I believe in Southern Horror ©. I know what you’re all thinking: “Gumbo voodoo zombie reincarnate dripping with deep fried sin and rank with bloody (or is it saucy?) nectar of a fresh shrimp massacre of a feast?” My dear audience, you mustn’t let a moniker such as this confound you. There exists in the film industry a specific sub-genre of professedly underappreciated gore/content flicks which I have come to label as Southern Horror. However, to obtain its seat in the intricate, seasoned theatre that is Southern Horror, its is necessary for the film to meet the following criteria: 1.) It must either have been shot in the southern United States or provide an all-consuming feeling that it should be, would be, or could be present there. 2.) It must be relevant to any type of musical component such as rock/opera, metal, or jazz. 3.) The movie, without exception, must house gore, the radical kind. If a movie can pledge itself to these three requirements, then feel free to officially enter it into your memory as Southern Horror.

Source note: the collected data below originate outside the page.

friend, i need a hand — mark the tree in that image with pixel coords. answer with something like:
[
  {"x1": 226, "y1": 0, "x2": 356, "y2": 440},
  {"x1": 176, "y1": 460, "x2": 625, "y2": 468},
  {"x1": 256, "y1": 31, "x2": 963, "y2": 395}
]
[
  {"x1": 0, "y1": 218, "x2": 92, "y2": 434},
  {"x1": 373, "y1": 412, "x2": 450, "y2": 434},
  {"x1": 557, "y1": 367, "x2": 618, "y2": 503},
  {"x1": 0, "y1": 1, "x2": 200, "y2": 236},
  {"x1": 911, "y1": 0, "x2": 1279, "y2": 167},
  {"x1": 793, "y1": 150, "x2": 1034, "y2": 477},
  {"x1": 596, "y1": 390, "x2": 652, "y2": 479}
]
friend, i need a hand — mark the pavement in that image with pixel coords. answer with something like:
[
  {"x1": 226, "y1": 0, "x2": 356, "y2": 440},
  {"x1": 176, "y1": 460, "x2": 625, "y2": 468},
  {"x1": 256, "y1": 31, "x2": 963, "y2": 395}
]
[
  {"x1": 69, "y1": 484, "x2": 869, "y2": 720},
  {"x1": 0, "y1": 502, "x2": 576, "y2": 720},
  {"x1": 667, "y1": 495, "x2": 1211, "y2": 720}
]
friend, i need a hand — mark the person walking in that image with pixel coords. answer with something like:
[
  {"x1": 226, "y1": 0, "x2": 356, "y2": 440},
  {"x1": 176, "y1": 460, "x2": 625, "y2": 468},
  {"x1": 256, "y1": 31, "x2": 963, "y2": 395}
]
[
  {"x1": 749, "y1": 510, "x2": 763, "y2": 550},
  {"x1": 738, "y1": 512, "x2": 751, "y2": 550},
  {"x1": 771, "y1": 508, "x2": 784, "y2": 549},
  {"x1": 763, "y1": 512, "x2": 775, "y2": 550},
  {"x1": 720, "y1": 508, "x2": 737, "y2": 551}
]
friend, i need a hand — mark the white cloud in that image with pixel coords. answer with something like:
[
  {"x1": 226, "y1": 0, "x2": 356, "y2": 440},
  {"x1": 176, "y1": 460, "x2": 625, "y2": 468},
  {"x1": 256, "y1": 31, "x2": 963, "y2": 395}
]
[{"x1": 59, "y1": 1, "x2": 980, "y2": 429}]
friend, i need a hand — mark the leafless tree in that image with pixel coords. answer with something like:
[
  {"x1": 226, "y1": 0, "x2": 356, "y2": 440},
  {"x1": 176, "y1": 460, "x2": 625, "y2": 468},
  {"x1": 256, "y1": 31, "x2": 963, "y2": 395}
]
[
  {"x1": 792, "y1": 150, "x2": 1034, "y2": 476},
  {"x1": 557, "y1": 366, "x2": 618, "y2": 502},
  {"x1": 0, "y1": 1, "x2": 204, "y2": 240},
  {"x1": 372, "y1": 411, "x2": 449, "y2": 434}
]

Take note though, that while movies like “Wolf Creek” are acceptable in this grouping, surprise selections such as “Session 9″ and “Repo!” are also admissible. Now that you have a partial understanding as to what Southern Horror is, I can begin to explain to you why it means so much to me and why I hold a belief of such magnitude in Southern Horror™ and its creators.
The first film I can recall viewing was Dan Curtis’ “Trilogy of Terror”, keep in mind in all likelihood I had barely reached the age of three. If you’d like to cut my parents some slack we’ll say four. Regardless, the trilogy was put simply a maelstrom of screams, injuries, and possessed dolls that grossed reviews in which it was graced a comparison to “Child’s Play” and “The Twilight Zone”. An endless chain of horror flicks soon ensued, and although the majority of the movies I was exposed to when young do not fit the mold I have carved for Southern Horror, they paved a steadfast highway of sorts for me, linking me like an interstate into all the sub-genres that the thriller, suspense, and horror categories had in store for me. Without this early exposure, my ability to form, recognize, and define Southern Horror may not have come to me.
When I am obliged enough to receive the fortune of screening a film akin to “House of 1,000 Corpses”, or any of the Grindhouse features (all sensational testaments to the Southern Horror sub-genre) it practically launches a ballistic missile within me. At the closure of the movie my heart actually races with a macabre delight, seeing as somehow after each S.H. flick I seem to believe that I have received yet another additive for my soon-to-be-blockbuster elixir. Every single movie that can be included into this genre, and its director (I credit those such as Zombie, and the Cohens) and screenwriter (specifically Aja, or Zdunich) lead me to believe one day I will have the key ingredients to create an S.H. flick so compelling a virtual apocalypse will ensue until I am able to release another, initiating a despondent cycle of supply and demand. Viewer beware, for Southern Horror is what I believe in, and I hereby dedicate myself to its continuity.